The application of syngas conversion and purification after a gasification process can be used for integrated gasification combined cycle (IGCC) power plants for electricity production from coal. It can also be used for gasification-based power plants that produce multiple products such as hydrogen and electricity from coal, and it is also useful for plants that include carbon dioxide separation. It is also applicable to purification of other hydrocarbon-derived syngas that can be used for electricity production or power, including syngas derived from natural gas, heavy oil, biomass and other sulfur-containing carbon fuels.
The commercialization of known “coal-to-hydrogen (H2) and electricity” technologies (IGCC power plants or coal gasification-based power plants) has been hampered by the high capital costs associated with removing the most significant impurities, such as sulfur, present in coal. The stringent purity requirements for hydrogen fuel and the fuel specifications for the gas turbine are generally satisfied using a series of clean-up unit operations, which facilitate carbon monoxide (CO) conversion, sulfur removal, and final gas polishing. In addition, carbon dioxide (CO2) removal is desirable in situations where CO2 is captured for sequestration. The cleaned syngas produced can be sent to a combined cycle plant to produce electricity. Because syngas is a feedstock for manufacturing chemical and fuels, it can also be used in a power plant that integrates a combined cycle power plant and chemical reactors for power of electricity and chemical products. The chemical products can include hydrogen, ammonia, methanol, dimethyl ether and Fischer-Tropsch gasoline and diesel fuels. The CO2 rich stream can be compressed and sent to sequestration.

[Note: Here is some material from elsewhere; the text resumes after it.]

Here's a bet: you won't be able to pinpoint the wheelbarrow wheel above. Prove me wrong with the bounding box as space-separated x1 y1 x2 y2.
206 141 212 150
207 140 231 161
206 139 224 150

Some known syngas clean-up technologies focus on removing each impurity in a separate unit operation. In a system configured to capture CO2, raw fuel gas exiting the gasifier is cooled and cleaned of particulate before being routed to a series of sulfur removal units and water-gas-shift (WGS) reactors. Those unit operations convert CO and H2O present in the syngas to CO2 and H2, thereby concentrating it in the high-pressure raw fuel gas stream. Once concentrated, CO2 and sulfur present in the stream can be removed using low temperature liquid-based absorption processes. The CO2 is recovered from the absorption process in a manner that results in at least a fraction of the CO2 being recovered at a lower pressure than the feed to the liquid absorber unit. CO2 is then dried and compressed to supercritical conditions for pipeline transport. Part of the clean fuel gas from the liquid-based absorber unit, now rich in H2 and also containing the unreacted CO from the WGS reactor, is either fired directly in a gas turbine, or used in other power systems. Waste heat is recovered from the process and used to raise steam to feed to a steam turbine. Part of the clean stream can be purified further to produce fuel grade H2 product. However, because of the different operating requirements and parameters of each unit, known clean-up technologies may be expensive. Moreover, because of the large number of unit operations used, known clean-up technologies generally require large footprints within a plant. For example, at least some known units have auxiliary requirements for solvent regeneration and pollutant recovery. Known liquid absorption units for CO2 and H2S involve low temperature processes that require the gas stream to be cooled resulting into energy loss and lower efficiency.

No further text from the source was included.